MARIAGES DE PROVINCE

L'ALBUM DU RÉGIMENT.

I.

Une femme de quarante-cinq ans, grande, svelte et belle encore, arpentait la rue Saint-Dizier, à Nancy. Elle allait d'un tel pas que son guide, un garçon de l'hôtel d'Europe, s'essoufflait à la suivre. Le soleil d'août lui tombait droit sur la tête, et elle ne songeait pas même à ouvrir son ombrelle, qu'elle brandissait comme un javelot. C'était évidemment une bourgeoise des champs : le visage bronzé, la robe de soie trop forte et trop lourde pour la saison, le crêpe de Chine bariolé de broderies féeriques, le chapeau très orné, mais en retard d'un an sur la mode, des bijoux étonnés de se voir dehors en plein midi, tout trahissait une de ces honnêtes propriétaires qui ont appris le meilleur français sans oublier le patois natal. — Madame! madame Humblot! cria le domestique haletant. Une minute, s'il vous plaît, vous passez la porte.

Elle se retourna tout d'une pièce, et cette héroïne qui marchait au pas de charge devint en un moment plus hésitante et plus timide qu'un premier communiant. — Déjà, dit-elle; mais où donc? — A la guérite, pardi! Quand vous voyez un voltigeur debout et un sapeur assis devant la même porte, vous n'avez pas besoin

de demander s'il y a un colonel dans la maison. La sentinelle et le planton, madame Humblot, c'est l'enseigne de la boutique.

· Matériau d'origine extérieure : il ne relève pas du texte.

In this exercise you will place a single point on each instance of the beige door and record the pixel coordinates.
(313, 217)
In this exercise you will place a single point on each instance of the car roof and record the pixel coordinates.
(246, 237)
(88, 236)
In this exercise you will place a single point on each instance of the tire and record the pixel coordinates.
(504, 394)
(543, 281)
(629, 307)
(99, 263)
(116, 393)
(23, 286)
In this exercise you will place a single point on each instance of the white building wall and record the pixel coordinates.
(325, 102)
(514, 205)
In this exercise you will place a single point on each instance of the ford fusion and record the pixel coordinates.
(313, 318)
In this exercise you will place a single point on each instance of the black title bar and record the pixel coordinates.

- Ah! vraiment? Je m'en souviendrai. C'est bien simple. Et comment m'avez-vous dit qu'il s'appelle?

M. Vautrin; un bel homme, dans votre genre, madame Humblot, et un brave homme, qui donne un fameux dîner tous les dimanches, et bal jusqu'à six heures du matin avec les glaces, le thé, le punch et le reste.

Bien, bien. Et sa femme?... car il est marié, n'est-ce pas?

Formellement, ah mais! La dame du colonel? Une crème,... qui n'a rien inventé, sauf le respect qu'un chacun lui rend. Tant qu'à leur demoiselle...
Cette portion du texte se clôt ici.